Thursday 16 December 2010

Atoms to Phillysaurus wrecked

Once again, the Manchester team completed the synchrotron beam-time at SLAC. I have to say that Roy, Holly, Nick, Pete, Bruce, Karen, Jim and Bill worked long hours to gently bathe a large number of fossils in a monochromatic x-ray beam. Uwe Bergmann was as cheerful and helpful as ever, helping to set-up our experimental hutch, but also drive the said experiment over the last week. When I hear of sleep depravation studies, I think of synchrotron work...as all I could do today, after my return to Philly at 2am this morning, was sleep.


On the last day at the synchrotron, Uwe had a treat in store for us all...a visit to the LCLS, the LINAC Coherent Light Source. This two mile long....yes TWO MILES...linear accelerator is the most powerful of its type in the world. This is where potential Nobel Prize winners are queuing to get beam-time. Stood in the main accelerator housing (below) the hum of vast power was palpable.

Bill, Roy, Bruce and Pete in the LCLS 2-mile long accelerator!
The LCLS produces pulses of X-rays more than a billion times brighter than the most powerful existing sources, such as the synchrotron source we were using to map fossil chemistry, which are also based upon large electron accelerators. Why such power? Well, if you want to image atoms and molecules in motion, this is where you have to come! The ultra-fast pulses allows the stop-motion capture of dynamic processes at the atomic level. If you want to understand how vitamins work on an atomic scale...you will want to work at the LCLS. Being a camera fanatic, I had to know the speed of this 'pulse-laser-shutter'...as my camera can hit a rapid 1/8000 of a second. Well, I was a tad surprised to here that the pulse of the LCLS allows a 'shutter-speed' of less than 100 femtoseconds (100 femtoseconds = 1/10 of a trillionth of a second)...this is fast!
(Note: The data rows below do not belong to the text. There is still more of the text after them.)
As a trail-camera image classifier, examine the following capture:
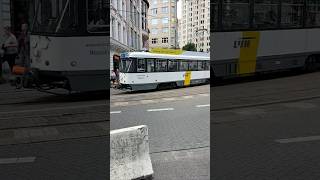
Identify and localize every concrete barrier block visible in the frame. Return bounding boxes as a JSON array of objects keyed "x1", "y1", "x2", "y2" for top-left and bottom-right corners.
[{"x1": 110, "y1": 125, "x2": 153, "y2": 180}]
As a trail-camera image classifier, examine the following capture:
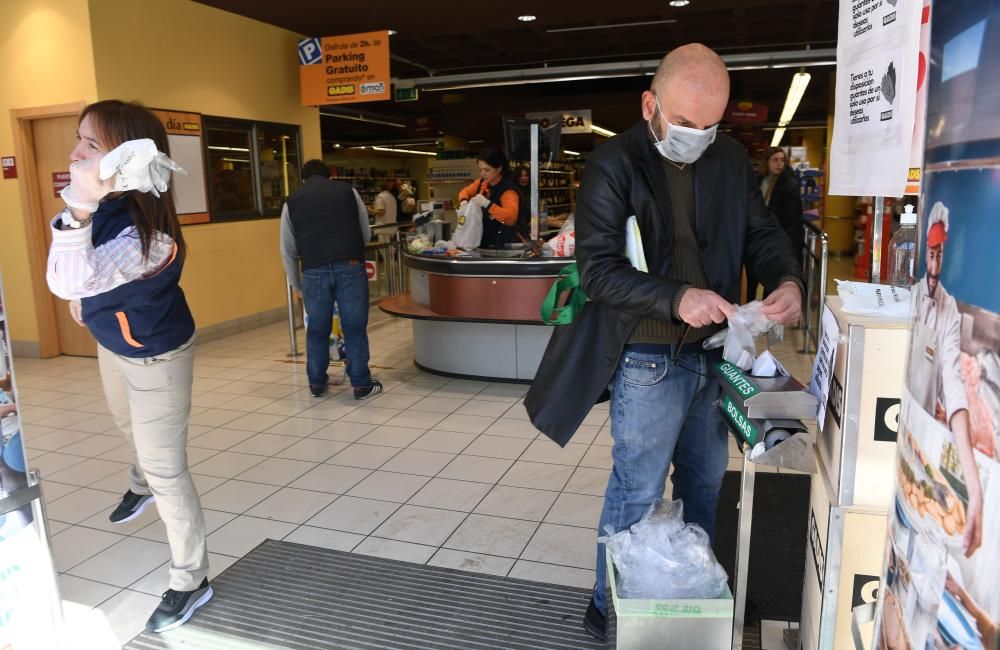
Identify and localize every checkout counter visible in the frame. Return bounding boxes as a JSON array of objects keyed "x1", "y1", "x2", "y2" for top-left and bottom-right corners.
[
  {"x1": 379, "y1": 252, "x2": 573, "y2": 383},
  {"x1": 715, "y1": 297, "x2": 909, "y2": 650}
]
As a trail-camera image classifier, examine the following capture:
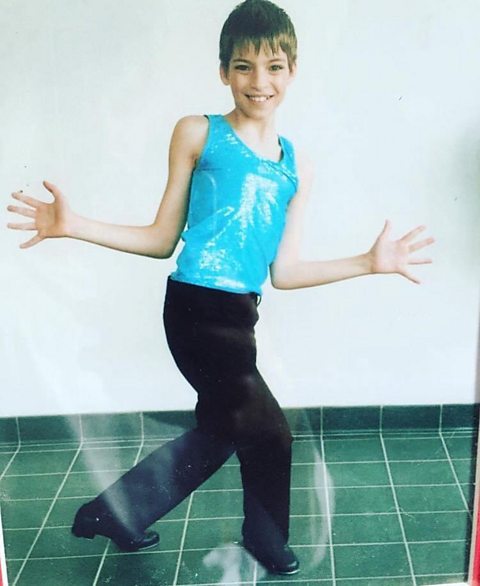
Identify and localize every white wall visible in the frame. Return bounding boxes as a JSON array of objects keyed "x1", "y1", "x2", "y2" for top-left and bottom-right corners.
[{"x1": 0, "y1": 0, "x2": 480, "y2": 416}]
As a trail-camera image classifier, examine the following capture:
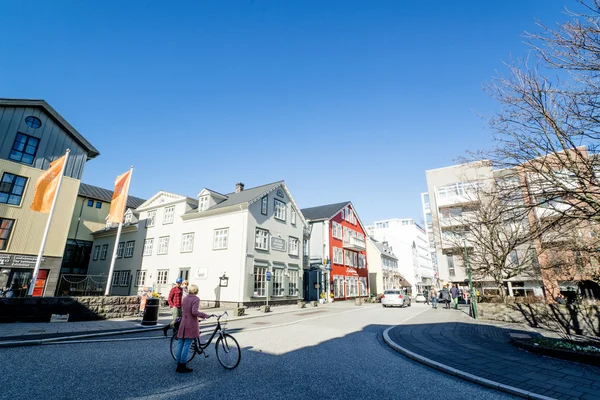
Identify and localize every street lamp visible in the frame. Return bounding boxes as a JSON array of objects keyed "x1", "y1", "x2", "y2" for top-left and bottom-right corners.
[{"x1": 463, "y1": 239, "x2": 477, "y2": 319}]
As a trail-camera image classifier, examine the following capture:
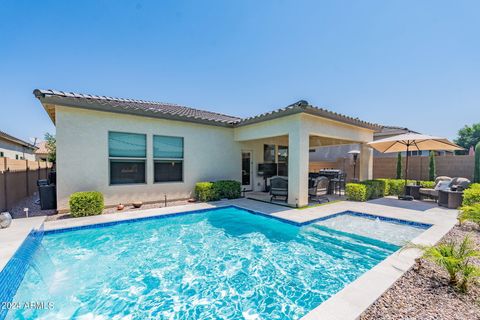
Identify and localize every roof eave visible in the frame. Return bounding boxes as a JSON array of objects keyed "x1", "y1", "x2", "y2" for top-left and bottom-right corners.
[
  {"x1": 235, "y1": 105, "x2": 381, "y2": 131},
  {"x1": 34, "y1": 90, "x2": 233, "y2": 127}
]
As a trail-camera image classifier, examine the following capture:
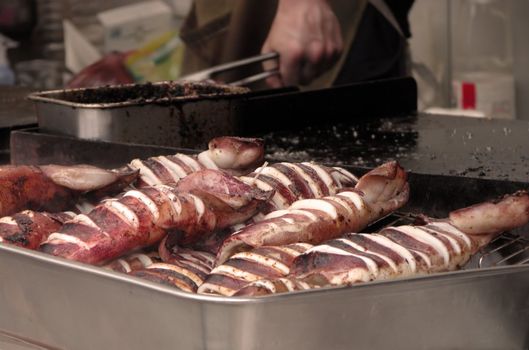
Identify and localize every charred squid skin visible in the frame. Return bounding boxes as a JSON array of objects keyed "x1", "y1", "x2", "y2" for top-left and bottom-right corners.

LCLS from above...a vast facility!
The whole facility is so vast, that I had to take a picture of a picture (above) to give you an idea of the scale. The LCLS Far Hall (bottom left) is still being completed, but the nearby LCLS Near Hall, is up and running....only for a few weeks! It has already generated a stack of scientific papers in top-ranking journals...more importantly, it is pushing back the frontiers of knowledge.
Bill, Holly and Uwe align a sample in the beam-line hutch.
However, for the time-being...our team will continue to use the SSRL synchrotron....as it is bright enough for what we need...well, at least for the next few samples! Who knows, one-day, we too might get to shed some very bright light on fossils at the LCLS...and who knows what we might find!